Hints for finding a Galois closure

[Mystic998]

Homework Statement

Find the Galois closure of the field $\mathbb{Q}(\alpha)$ over $\mathbb{Q}$, where $$\alpha = \sqrt{1 + \sqrt{2}}$$.

Homework Equations

Um...the Galois closure of E over F, where E is a finite separable extension is a Galois extension of F containing E which is minimal.

The Attempt at a Solution

I've found that the minimal polynomial of $\alpha$ is $x^{4} - 2x^{2} - 1$ (at least I think. I'm having a heck of a time showing it's irreducible over the rationals but I'm willing to just leave that as an exercise for the reader, so to speak), and it's separable, so I know a Galois closure exists. But I can't figure out a good way to generate it.
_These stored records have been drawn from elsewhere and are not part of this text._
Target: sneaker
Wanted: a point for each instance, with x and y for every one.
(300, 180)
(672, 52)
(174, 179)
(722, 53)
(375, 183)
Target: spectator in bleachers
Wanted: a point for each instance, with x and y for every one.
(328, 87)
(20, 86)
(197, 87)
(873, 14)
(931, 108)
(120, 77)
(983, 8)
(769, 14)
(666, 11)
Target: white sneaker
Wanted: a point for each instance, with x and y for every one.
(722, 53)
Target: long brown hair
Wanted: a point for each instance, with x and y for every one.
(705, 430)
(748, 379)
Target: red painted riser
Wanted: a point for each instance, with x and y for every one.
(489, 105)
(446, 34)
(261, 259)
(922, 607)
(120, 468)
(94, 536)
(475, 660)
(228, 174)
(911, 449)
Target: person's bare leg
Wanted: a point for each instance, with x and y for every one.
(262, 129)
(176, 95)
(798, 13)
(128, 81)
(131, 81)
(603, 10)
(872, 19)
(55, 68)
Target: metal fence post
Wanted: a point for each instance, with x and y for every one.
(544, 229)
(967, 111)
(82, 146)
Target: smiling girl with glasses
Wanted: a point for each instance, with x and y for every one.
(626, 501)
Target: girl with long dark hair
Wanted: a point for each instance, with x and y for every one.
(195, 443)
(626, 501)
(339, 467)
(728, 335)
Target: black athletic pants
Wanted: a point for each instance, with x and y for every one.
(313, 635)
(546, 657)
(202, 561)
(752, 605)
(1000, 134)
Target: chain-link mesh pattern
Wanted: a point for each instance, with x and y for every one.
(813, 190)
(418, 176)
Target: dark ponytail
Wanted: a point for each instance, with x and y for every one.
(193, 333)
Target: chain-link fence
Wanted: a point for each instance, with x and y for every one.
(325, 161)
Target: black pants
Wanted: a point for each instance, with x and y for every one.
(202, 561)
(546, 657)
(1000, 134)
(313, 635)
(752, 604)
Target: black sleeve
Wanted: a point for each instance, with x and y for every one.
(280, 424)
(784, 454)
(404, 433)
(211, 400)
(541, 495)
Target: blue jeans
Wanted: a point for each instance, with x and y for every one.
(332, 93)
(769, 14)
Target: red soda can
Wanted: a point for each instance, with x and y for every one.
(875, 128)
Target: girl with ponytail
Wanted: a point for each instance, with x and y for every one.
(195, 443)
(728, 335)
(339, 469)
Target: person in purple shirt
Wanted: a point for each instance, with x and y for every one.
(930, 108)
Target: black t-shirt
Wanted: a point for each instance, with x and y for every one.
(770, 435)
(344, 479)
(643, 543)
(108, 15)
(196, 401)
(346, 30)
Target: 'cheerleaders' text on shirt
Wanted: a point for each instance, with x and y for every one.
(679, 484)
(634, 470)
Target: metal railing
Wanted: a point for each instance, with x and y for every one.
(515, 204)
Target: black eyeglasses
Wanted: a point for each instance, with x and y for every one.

There are no examples of actually doing this explicitly in the book, though the proof of existence implies that you should take the intersection of all Galois extensions of F containing E. Or would finding explicitly the splitting field of the minimal polynomial be enough in this case? If so, could you guys help me out with that? This is kind of tricky.

 

[morphism]

Yes, finding the splitting field will be enough. You're just going to throw in the conjugates of $\alpha$, and that will make your extension normal. Can you guess what they are? One of them is obviously $-\alpha$. What about the other 2? Considering $\alpha^2$ will be helpful.

 

[Mystic998]

I believe the splitting field is just the original extension adjoin i. So that's handy. But it seems like that really shouldn't be the Galois closure. Why would any Galois extension of the rationals that contains $\mathbb{Q}(\alpha)$ have to contain i? It seems like it would only have to be a subset of the reals.

 

[morphism]

There's no reason it should be real at all. Think about it: any normal extension of $\mathbb{Q}$ that contains $\alpha$ will contain the conjugates of $\alpha$, so the minimal such extension is the one you get by adjoining these elements to $\mathbb{Q}(\alpha)$. And there's nothing saying $\alpha$ can't have non-real conjugates, just because it itself is real.

 

[Mystic998]

I think I understand... The splitting field is the minimal field that contains all the roots of the minimal polynomial, and anything that's Galois over the rationals contains all the conjugates of $\alpha$ (i.e., the roots of the minimal polynomial). So it contains the splitting field. Thanks!

Edit: Er...Galois over the rationals and contains alpha. Heh.